5. Check What You Can Do Outside To Help Control Indoor Humidity
Your house exterior significantly affects humidity levels in your house. That said, here are some brief suggestions for things you may do outside to help control your home's humidity levels:
- Keep gutters clean. Humidity is sometimes an indication of a leak, and the gutters are often to blame. When your gutters are blocked with leaves and debris, water can’t flow properly. It accumulates up and starts running into unwanted places. Cleaning your gutters might help avoid roof leaks. Gutter cleaning is recommended twice a year, between late spring and late summer. If your gutters fill up faster than that, clean them more frequently.
- Professionals can treat your home's foundation using Hydro clay, a temporary barrier that absorbs and blocks water. Basements often utilize it to stop leaks.
- Make sure that drainage ditches, gutters, and easements slope away from your residence. This will prevent water from draining into your home's or basement's foundation. Additionally, it helps in avoiding floods when there’s an accumulation of excess water.
- Keep an eye out for loose shingles, cracks, and deteriorating flashings. Also, keep an eye on any vents leading outside like your dryer vent. They may need to be replaced or repaired over time.
- If your home has a moisture problem, it may be due to a cold surface rather than excessive humidity. Installing storm windows or replacing single-pane windows with double-pane high-performance windows will reduce condensation. Mold and mildew on a wall or ceiling can be caused by inadequate insulation or air leaks that chill the surface. Seal air leaks and insulate.

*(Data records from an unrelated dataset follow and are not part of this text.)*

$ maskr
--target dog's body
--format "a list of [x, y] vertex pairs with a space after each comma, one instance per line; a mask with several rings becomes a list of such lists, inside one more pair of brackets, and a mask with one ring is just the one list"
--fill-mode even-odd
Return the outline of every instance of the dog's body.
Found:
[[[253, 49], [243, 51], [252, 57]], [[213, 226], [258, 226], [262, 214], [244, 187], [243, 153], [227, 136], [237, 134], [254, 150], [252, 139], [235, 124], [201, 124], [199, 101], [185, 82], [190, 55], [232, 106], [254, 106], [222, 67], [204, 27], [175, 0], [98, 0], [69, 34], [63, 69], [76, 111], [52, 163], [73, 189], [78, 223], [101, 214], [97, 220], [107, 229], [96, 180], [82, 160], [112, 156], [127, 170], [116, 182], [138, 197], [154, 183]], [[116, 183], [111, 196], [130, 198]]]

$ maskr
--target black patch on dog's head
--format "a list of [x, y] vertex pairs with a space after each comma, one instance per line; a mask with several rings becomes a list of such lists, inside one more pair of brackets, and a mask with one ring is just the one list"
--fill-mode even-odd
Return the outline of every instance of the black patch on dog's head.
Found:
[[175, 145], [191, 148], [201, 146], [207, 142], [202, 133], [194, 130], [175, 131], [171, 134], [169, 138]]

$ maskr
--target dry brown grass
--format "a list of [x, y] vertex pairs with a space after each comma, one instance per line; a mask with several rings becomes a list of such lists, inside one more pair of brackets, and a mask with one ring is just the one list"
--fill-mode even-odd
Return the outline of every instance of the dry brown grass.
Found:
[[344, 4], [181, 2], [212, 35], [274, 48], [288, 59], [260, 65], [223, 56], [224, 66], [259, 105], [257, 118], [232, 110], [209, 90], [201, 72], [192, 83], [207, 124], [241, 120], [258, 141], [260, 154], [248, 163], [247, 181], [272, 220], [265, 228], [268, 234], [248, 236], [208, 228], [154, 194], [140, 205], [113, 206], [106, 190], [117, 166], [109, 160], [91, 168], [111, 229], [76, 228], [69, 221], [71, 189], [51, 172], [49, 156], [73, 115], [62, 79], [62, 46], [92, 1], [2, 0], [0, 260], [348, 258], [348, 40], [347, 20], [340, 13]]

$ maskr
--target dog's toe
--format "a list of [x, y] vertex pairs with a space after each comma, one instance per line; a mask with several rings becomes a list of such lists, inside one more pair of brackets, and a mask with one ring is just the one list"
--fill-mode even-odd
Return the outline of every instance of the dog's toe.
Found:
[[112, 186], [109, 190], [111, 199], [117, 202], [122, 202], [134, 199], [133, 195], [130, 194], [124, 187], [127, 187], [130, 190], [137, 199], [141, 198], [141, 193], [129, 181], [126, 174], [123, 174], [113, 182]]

6. Consider Installing A Whole-house Ventilation System
In homes, three different types of ventilation exist. Building cavity ventilation controls moisture in crawl areas and attics; spot ventilation removes moisture and other indoor pollutants where they’re produced; whole-house ventilation ensures occupants get enough fresh air.
If issues persist despite your efforts to resolve them, you may consider installing a whole-house ventilation system that provides a constant supply of fresh air to combat excessive dampness. In high-occupancy structures like apartments, whole-house ventilation may be the best option.
A whole-house ventilation system includes a quiet central exhaust fan with fresh air inlets and a mechanism to run the fan for at least 8 hours each day. The whole-house fan, which can also be used as a spot ventilator, must circulate enough air and be quiet enough so that residents don't turn it off. Air inlets are offered in many modern windows either through the wall. You must ensure airflow between rooms by undercutting inner doors, adding transform grilles, or another means that allow air to move between rooms.
You should maintain a healthy indoor humidity level. Besides being uncomfortable, excessive humidity might signal a more significant issue like a leak or structural damage. Use these tips to keep your home dry and comfy year-round. Consider the ideas mentioned here as you plan and prepare.